The key question here is what the Philippines will make of this and whether, at this juncture, she has the political will to decide her own fate. Strategic decisions must be made by policy makers to ensure that the long-term survival of a Sovereign Philippine State is ensured. International cooperation and new partnerships including economic stimulus packages, overseas development assistance in exchange for access to Philippine resources should be consistently watched and duly criticized in a free and democratic political environment, no matter what the crisis climate may be. This means that the New Normal will have to be negotiated by citizens, not dictated to them.
This crisis requires independent, evidence-informed policy. This is non-negotiable.
LEADERSHIP
Most noticeable in social media is the praise for Jacinda Arden’s (New Zealand) communicative approach and Angela Merkle’s (Germany) scientific and grounded way of leading their countries past the critical stage of local transmission containment. What is admirable is not the fact alone that they are female, but the fact that their country’s political education system produced them. While their talents are uniquely their own, a political environment that nurtures future leaders secures a country’s political future.
Conversely, social media is rife as well with examples of poor leadership: cut-the-line and taking-a-cut public officials have been shamed online but real punishment for the abuse of power is glaringly absent and more acutely painful when ordinary people suffer in their stead.

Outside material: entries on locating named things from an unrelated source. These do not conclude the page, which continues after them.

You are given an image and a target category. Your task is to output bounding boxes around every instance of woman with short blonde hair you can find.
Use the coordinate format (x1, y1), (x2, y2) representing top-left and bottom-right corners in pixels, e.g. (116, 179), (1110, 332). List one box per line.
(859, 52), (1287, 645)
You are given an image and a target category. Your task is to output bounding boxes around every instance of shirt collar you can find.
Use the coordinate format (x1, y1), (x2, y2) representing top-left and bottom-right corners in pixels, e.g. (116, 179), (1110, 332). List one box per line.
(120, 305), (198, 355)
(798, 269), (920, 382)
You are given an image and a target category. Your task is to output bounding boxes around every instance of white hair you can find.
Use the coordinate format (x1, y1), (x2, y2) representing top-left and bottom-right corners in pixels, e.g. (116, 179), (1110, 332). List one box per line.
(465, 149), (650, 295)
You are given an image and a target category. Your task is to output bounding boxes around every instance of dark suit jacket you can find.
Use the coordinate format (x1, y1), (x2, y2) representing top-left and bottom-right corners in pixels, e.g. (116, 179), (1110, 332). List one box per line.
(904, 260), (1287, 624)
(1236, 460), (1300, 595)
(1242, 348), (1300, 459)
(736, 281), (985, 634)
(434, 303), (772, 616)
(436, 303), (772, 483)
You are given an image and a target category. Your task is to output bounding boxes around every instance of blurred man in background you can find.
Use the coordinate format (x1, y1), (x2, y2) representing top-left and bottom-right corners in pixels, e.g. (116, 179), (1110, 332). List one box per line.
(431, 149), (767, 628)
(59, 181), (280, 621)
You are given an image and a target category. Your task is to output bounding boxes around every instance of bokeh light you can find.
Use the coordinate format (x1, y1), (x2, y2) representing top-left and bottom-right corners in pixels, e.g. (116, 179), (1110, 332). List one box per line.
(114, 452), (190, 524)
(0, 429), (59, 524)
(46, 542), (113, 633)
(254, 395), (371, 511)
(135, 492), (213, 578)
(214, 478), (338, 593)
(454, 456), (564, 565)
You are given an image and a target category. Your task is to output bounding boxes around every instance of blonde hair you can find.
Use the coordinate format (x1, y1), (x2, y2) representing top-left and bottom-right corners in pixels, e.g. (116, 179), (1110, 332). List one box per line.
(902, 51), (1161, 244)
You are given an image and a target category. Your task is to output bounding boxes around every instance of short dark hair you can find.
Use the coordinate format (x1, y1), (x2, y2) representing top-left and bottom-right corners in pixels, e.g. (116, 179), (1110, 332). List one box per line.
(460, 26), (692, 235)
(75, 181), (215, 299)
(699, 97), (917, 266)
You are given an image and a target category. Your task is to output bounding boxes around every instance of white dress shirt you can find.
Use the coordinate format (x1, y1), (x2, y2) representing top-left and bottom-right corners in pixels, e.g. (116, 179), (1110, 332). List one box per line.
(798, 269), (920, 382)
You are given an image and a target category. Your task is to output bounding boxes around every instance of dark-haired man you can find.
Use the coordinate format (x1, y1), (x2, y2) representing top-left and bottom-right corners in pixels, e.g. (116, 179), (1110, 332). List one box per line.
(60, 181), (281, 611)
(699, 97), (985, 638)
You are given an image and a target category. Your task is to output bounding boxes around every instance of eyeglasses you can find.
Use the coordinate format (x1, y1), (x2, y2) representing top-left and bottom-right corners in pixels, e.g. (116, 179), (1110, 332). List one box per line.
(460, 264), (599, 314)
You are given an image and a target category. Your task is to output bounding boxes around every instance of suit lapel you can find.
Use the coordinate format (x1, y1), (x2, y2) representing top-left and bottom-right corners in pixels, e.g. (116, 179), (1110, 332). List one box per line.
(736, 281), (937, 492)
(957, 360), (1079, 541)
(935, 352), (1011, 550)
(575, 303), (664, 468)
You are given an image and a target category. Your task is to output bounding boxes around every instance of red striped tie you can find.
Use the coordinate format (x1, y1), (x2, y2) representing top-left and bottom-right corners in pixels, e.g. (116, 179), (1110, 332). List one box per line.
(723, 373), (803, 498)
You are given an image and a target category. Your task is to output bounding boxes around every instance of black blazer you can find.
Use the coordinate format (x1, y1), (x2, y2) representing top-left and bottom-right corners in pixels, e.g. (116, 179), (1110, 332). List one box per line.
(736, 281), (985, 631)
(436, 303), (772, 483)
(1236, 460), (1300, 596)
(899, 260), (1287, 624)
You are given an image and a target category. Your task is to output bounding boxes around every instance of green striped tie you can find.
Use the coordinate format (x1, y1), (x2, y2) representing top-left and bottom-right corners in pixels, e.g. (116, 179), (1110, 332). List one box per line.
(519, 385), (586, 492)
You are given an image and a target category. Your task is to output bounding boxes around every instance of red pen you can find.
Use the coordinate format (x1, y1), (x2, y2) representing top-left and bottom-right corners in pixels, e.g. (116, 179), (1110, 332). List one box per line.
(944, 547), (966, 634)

On this, we have only one thing to say: the abuse of political power during times of crisis is unforgivable. It should be remembered and paid the equivalent response in the form of informed choices on our ballot in 2022.
PUBLIC ADMINISTRATION AND PUBLIC HEALTH
Universal Health Care is a right. The countries that have fared best in this crisis are those that have respected their citizens’ right to access public health and ensured their well-being both in times of collective wellness and in times of natural or human-made disasters.
Universal Health Care is a comprehensive, well-planned policy that considers the general population as well as vulnerable sectors in sickness and in health.
This crisis is a question of both public policy and public administration. Specifically, the need to address the uneven distribution of health resources: from hospital bed capacity to diagnostic facilities. This also includes the need to support Philippine R&D efforts thereby lessening the need for reliance on external support and imported commodities. The same goes for human resources in the health sector: closing the gap and addressing Universal Health Care will also mean addressing the uneven distribution of health professionals, despite our adequate number of graduates from health-related courses, to adequately respond to the needs of the Philippines.
This crisis requires a new political logic.
For the Philippines, this crisis is not just a true test of leadership, it is a true test of citizenship. Both will require a new political logic that breaks with the old patronage based politics and reactive policy environment. One that is characterized by innovative leadership that is both communicative and evidence based, a transparent and responsive governance structure that locates rather than loses the citizen in its programs and a proactive policy agenda.
A redefined citizenship should likewise be supported by radical equalizing measures that incentivize civic participation, amplify citizen voice and democratize opportunities.